I was in the Douro with Discover the Origin to well, discover the wines of the Douro (ok, I guess I was discovering the origins, didn’t want to be too obvious there – #fail). Anyway, we had wound our way through the rather steep hills of the Douro to visit the father/son wine making team of Domingo and Tiago Alves de Sousa of Quinta da Gaivosa. Unfortunately, as so often happens on press trips, we were running late and so Domingo had to rush off to Porto for a wine maker’s dinner. Tiago however, was able to stay and give us a grand tour of their vineyards and explain a bit about the land.

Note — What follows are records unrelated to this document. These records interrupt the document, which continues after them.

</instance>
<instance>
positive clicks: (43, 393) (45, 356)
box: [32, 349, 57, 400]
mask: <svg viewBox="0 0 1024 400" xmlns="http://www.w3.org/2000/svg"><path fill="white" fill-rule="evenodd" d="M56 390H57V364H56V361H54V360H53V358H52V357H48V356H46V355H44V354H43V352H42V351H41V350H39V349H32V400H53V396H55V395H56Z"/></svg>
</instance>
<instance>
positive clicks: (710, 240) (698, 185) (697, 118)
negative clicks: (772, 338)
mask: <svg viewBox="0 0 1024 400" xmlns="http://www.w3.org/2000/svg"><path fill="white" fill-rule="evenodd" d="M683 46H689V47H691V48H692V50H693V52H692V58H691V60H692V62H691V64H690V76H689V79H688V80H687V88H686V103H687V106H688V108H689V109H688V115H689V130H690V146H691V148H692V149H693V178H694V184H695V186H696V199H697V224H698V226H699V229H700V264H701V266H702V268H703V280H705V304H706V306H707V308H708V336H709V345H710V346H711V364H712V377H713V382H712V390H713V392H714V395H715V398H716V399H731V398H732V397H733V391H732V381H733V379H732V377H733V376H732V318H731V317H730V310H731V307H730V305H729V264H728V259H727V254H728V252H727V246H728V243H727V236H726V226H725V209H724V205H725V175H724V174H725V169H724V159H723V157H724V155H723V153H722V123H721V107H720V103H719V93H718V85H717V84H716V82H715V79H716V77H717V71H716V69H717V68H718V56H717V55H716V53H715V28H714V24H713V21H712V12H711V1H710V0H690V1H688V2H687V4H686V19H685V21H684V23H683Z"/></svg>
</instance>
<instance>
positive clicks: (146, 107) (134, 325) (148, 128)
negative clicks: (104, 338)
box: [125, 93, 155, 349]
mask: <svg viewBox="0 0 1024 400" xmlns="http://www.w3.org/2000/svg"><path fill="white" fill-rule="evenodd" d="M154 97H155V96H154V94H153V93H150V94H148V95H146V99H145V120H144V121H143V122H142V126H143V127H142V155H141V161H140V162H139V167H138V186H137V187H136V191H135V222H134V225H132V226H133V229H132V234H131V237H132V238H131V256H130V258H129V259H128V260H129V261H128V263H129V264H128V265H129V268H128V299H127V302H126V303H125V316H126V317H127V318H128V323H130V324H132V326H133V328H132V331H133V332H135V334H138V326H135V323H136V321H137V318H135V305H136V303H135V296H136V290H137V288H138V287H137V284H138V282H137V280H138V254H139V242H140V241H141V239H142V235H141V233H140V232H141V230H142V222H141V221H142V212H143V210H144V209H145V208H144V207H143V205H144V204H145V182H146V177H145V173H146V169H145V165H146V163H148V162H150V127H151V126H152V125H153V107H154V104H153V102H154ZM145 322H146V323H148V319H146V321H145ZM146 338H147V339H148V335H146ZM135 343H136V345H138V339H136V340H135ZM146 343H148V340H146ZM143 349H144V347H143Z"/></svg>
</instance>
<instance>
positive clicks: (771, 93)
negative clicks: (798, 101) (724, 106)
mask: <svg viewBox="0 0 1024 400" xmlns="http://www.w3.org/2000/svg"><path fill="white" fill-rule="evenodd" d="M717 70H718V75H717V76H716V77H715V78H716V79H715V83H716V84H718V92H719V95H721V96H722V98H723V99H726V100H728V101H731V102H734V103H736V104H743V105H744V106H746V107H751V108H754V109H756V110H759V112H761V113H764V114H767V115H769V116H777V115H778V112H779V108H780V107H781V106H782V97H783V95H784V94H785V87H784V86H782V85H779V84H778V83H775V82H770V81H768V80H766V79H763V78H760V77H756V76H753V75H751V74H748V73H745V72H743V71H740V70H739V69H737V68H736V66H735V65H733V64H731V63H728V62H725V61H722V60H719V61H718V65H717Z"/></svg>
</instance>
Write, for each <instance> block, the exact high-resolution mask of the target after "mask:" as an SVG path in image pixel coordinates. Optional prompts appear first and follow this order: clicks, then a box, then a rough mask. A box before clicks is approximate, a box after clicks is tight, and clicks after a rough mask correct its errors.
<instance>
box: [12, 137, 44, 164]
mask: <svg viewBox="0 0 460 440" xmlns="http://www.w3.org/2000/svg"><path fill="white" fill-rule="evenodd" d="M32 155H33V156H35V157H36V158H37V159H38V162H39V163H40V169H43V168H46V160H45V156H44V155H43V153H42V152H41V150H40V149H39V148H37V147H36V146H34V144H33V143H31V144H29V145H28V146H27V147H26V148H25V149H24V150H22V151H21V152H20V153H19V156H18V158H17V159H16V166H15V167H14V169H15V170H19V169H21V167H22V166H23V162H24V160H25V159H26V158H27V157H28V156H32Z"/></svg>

Quinta da Gaivosa’s vines are perched high on the steep hillsides and many of the vines are over 80 years old. It’s this longevity that gives their wines such concentration. I shot a short video of Tiago explaining the soil and climate of the region. Some of you may have seen it already as I inadvertently posted it as a stand alone video here last week:
Many of the vines at Quinta da Gaivosa are as I mentioned over 80 years old and there is one vineyard in particular that Tiago is not even sure how old it is, he thinks it’s over 100 years old but no one is sure as it was an abandonded vineyard. Tiago discovered it one day and decided to see what the vines would supply. We took a drive up to the top of the hill where the abandoned vines were and he has left it much as he found it. There are big gaps between the gnarled, stubby vine trunks and honestly, they did look rather pathetic under the bright sunlight.
Tiago has tidied up the vineyard a bit but hasn’t done much else. He just lets the vines produce what they can.The wine he makes is called a “field blend” because they don’t know exactly all of the grape varieties that are in the vineyard. It’s actually quite common in these old vineyards to have field blends because back in the day, they just planted what they could and hoped for the best. I was speaking to another Douro winemaker and he told me that often vines that were planted haphazardly actually fared better when times were tough because the vines helped each other out. Tiago thinks there were about 20 different varieties in the small Abandonado vineyard. He says they average about 1 bunch per vine. He calls his wine Abandonado, after the vineyard. We tried the 2009 Abandonado in the friendly winery tasting room. Tiago hadn’t tasted it in awhile but he found it developing well, minty, smoky notes on the nose and tasting it, it’s still a very young wine, tight on the palate with herbal and fruity flavours. Tiago thinks it has a long way to go but it will mature into a wonderful wine.
It was a fun afternoon, driving up and down the steep roads of the vineyard dirt roads, visiting abandoned vines and tasting the fruits of their labours. There is so much more to the Douro Valley then vintage port and I look forward to discovering more. Despite it being the oldest demarcated wine region in the world, there always seems to be something new and exciting.